Publié le 25 septembre 2014 par Melimelanie

Je ne sais pas si tu as déjà eu ce sentiment, cette sensation d’invincibilité, de joie extraordinaire que l’on peut ressentir quand tout nous sourit dans la vie.

Le 19 août, j’expérimentais cette sensation : j’allais me marier dans 11 jours avec l’homme que j’aime plus que tout, et je venais juste d’apprendre que j’étais enceinte de 2 semaines.

Je me sentais presque coupable de tant de bonheur. Certains couples ont tellement de mal à faire un enfant, et nous, sans même réellement essayer, nous avions réussi. J’avais envie de le hurler à tout le monde et je me voyais déjà l’annoncer à ma famille proche le jour précédent le mariage. Oui, je n’aurais été qu’à 1 mois de grossesse, c’est tôt pour l’annoncer… mais j’ étais tellement heureuse.

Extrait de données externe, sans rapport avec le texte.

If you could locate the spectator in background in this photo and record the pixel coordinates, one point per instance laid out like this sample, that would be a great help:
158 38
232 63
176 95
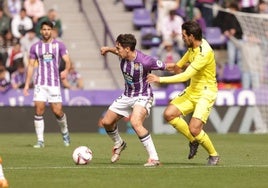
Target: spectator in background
4 79
53 17
12 7
18 77
35 9
263 7
249 6
171 30
4 22
74 80
20 24
163 8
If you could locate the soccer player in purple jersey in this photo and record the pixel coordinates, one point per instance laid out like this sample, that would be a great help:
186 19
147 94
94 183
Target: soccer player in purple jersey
136 101
47 53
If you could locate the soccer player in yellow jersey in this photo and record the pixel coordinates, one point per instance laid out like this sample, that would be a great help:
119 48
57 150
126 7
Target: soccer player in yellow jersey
198 65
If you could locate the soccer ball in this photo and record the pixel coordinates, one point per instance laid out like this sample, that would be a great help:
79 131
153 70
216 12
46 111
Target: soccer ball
82 155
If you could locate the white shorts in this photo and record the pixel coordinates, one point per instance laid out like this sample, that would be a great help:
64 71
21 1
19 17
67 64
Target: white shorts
49 94
123 105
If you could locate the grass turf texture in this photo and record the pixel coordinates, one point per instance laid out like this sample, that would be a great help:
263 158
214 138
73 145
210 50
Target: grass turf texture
244 162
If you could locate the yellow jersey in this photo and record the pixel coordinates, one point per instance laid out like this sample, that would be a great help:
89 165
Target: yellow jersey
201 70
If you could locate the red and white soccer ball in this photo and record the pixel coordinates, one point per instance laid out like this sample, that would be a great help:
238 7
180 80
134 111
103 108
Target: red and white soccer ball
82 155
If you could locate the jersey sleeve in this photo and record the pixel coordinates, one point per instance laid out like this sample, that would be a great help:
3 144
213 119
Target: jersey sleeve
182 77
183 60
63 49
32 54
154 64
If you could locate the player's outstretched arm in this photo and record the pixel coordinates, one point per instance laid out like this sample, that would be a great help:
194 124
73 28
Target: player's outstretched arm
151 78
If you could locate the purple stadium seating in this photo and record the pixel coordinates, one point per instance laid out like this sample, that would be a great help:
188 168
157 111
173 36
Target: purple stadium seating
231 73
149 37
214 37
132 4
142 18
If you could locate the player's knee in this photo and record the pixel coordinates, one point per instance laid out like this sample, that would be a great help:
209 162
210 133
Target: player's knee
168 116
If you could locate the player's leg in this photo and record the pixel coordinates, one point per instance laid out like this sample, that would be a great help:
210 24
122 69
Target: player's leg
62 121
200 116
3 180
179 106
142 109
173 116
109 123
55 101
39 123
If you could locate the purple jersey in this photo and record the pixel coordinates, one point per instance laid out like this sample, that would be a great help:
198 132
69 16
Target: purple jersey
135 74
48 56
18 78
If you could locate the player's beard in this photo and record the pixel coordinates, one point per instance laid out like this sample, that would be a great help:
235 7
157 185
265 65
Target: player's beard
47 37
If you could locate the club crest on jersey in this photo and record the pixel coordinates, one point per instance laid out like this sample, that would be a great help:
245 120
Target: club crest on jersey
136 66
159 63
47 57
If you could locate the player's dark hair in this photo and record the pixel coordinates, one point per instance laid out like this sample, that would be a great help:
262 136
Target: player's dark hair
192 28
48 23
127 40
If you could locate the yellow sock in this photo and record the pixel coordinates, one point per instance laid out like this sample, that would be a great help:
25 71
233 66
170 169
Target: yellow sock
205 141
181 126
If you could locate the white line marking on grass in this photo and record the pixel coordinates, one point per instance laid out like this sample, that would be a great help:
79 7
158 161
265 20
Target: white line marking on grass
130 167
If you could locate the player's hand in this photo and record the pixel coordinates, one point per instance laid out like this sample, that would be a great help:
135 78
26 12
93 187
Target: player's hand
104 50
151 78
26 91
63 74
170 67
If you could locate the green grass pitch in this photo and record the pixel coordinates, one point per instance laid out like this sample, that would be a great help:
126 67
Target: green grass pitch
244 162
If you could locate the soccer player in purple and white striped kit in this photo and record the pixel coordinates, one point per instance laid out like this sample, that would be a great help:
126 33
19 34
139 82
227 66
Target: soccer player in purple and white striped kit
47 53
136 101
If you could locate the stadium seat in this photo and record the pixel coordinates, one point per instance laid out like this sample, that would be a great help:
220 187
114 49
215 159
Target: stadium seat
142 18
231 74
132 4
149 37
214 37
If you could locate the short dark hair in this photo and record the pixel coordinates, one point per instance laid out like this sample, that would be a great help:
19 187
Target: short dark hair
48 23
127 40
192 28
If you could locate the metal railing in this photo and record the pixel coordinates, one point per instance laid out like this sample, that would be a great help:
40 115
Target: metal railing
96 26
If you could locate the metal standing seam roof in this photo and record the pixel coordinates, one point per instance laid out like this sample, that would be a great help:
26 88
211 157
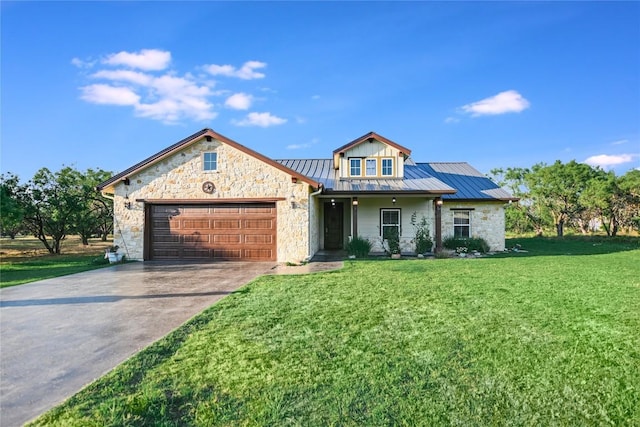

Pendant une semaine, j’étais sur mon petit nuage, malgré les nausées (je ne supportais pas le goût du dentifrice, ce qui avait tendance à compliquer ma préparation matinale), les dérangements de mon système digestif, les insomnies (bref je vais arrêter la parce que le glamour me le réclame)… J’étais heureuse quoi.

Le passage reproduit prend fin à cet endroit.